旅行代理店社員の仕事、業務内容

旅行代理店とは何か

旅行代理店とは、旅行業者が企画した旅行商品(パッケージツアーなど)を仲介して販売したり、自社で企画・手配をする会社のことをいいます。

旅行商品(パッケージツアー)というと難しく聞こえるかもしれませんが、「宿泊や交通、観光などを組み合わせたプランのこと」といえば、イメージがつく人も多いことでしょう。

旅行業法上では、旅行業の会社は登録の種類に応じて以下の3区分に分けられます。

・第1種旅行業者:国土交通大臣登録の下、国内・海外のパッケージツアーおよび手配の取扱が可能。
・第2種旅行業者:都道府県知事登録の下、国内のみのパッケージツアーおよび手配の取扱が可能。
・第3種旅行業者:他社商品の受託販売、手配の取扱が可能。

この3種類のほか、「旅行業者代理業」というものがあります。

こちらは、上記のいずれかの旅行会社と委託契約を結び、その旅行会社の業務範囲に基づく商品を販売する会社のことをいいます。これが、一般的には「旅行代理店」といわれることが多くなっています。

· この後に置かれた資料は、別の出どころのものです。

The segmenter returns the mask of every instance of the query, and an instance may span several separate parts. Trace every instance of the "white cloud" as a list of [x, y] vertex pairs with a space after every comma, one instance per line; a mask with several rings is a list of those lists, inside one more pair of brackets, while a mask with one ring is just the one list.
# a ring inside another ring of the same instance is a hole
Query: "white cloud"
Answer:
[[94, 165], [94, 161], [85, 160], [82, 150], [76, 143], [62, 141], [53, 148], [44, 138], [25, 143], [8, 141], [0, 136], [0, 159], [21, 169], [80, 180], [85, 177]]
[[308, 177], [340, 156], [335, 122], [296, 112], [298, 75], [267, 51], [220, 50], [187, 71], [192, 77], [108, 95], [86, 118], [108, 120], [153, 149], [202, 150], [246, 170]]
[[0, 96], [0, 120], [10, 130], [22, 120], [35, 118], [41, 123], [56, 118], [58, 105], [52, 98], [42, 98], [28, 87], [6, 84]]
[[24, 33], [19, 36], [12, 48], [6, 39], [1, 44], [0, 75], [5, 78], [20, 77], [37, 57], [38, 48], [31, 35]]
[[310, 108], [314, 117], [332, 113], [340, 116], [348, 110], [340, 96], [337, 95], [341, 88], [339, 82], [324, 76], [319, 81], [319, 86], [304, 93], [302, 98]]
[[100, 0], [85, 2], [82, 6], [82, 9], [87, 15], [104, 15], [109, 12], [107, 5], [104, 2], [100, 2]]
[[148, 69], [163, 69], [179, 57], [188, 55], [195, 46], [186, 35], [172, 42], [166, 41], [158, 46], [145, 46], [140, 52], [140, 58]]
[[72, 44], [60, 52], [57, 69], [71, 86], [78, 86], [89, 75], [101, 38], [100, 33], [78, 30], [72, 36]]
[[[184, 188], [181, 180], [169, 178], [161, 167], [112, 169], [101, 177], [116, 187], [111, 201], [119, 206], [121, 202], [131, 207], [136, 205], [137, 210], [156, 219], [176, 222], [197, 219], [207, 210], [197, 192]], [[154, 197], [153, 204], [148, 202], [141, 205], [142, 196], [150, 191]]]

しかし、旅行業者と旅行業者代理業の区別については、旅行業法では明確になっているものの、世の中では曖昧に使われていることも多いです。

したがって、旅行代理店のことを「旅行会社」と表記していることもよくあります。

その場合、旅行代理店となっていても、先に挙げた旅行業の第1種~第3種のいずれかの事業を営み、自社で企画したツアーを販売します。

重要な場面ではよく確認するようにしてください。

旅行代理店の業務内容

旅行代理店が行うおもな業務内容は、以下の通りです。

・新幹線、航空機、バス、フェリーといった交通機関の乗車券、航空券、乗船券などの予約、手配、販売
・ホテル、旅行など宿泊施設の予約、手配、販売
・パッケージツアーの企画、販売、催行
・ビザ、ESTAの申請代行
・旅行傷害保険加入の手続き
・旅行情報の収集、提供
・旅行券の販売

など。

旅行代理店での仕事

旅行代理店では、おもに「カウンターセールス」という仕事を行います。

パッケージツアーなどの申し込みで旅行代理店へ訪れると、店内にはカウンターがあり、そこでスタッフに旅行の相談や、申込みなどを行うことができます。

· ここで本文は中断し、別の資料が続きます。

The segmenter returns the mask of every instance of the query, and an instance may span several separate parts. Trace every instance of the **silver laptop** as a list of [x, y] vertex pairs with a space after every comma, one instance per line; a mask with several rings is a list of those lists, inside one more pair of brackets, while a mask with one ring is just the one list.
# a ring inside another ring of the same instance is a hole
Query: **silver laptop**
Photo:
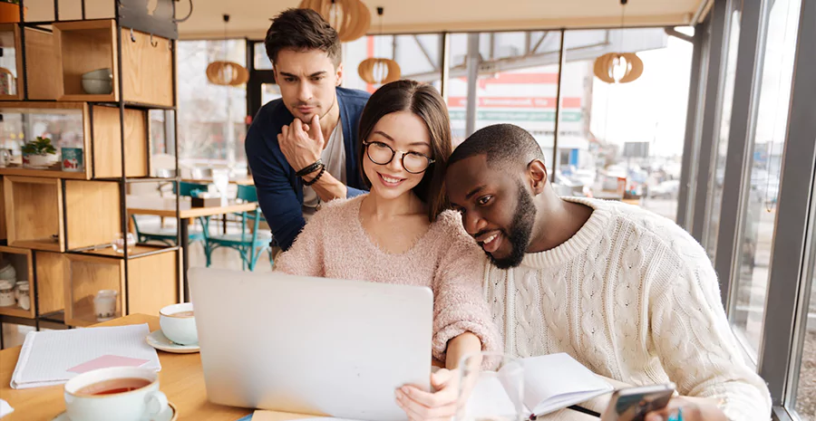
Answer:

旅行代理店の立場から見たとき、このように店舗で販売を行うことをカウンターセールスといいます。

パッケージツアーだけでも多種多様な商品があるため、この仕事では、お客さまの要望を的確にヒアリングしながら、適切なご案内をすることが大切です。

また、パッケージツアーを利用せず、ホテルや航空機を個別で手配したいといったニーズも増えているため、予約ひとつをとっても、マニュアル通りの単純作業ではいかなくなっています。旅行業に関する幅広い知識と同時に、お客さまと一緒に旅を作っていく気持ちが求められます。

このほか、旅行代理店によっては「企画・マーケティング」「添乗」「法人営業」などの職種で活躍している人がいます。また、経理や総務といった、一般的な企業と同様の職種に就いている人もいます。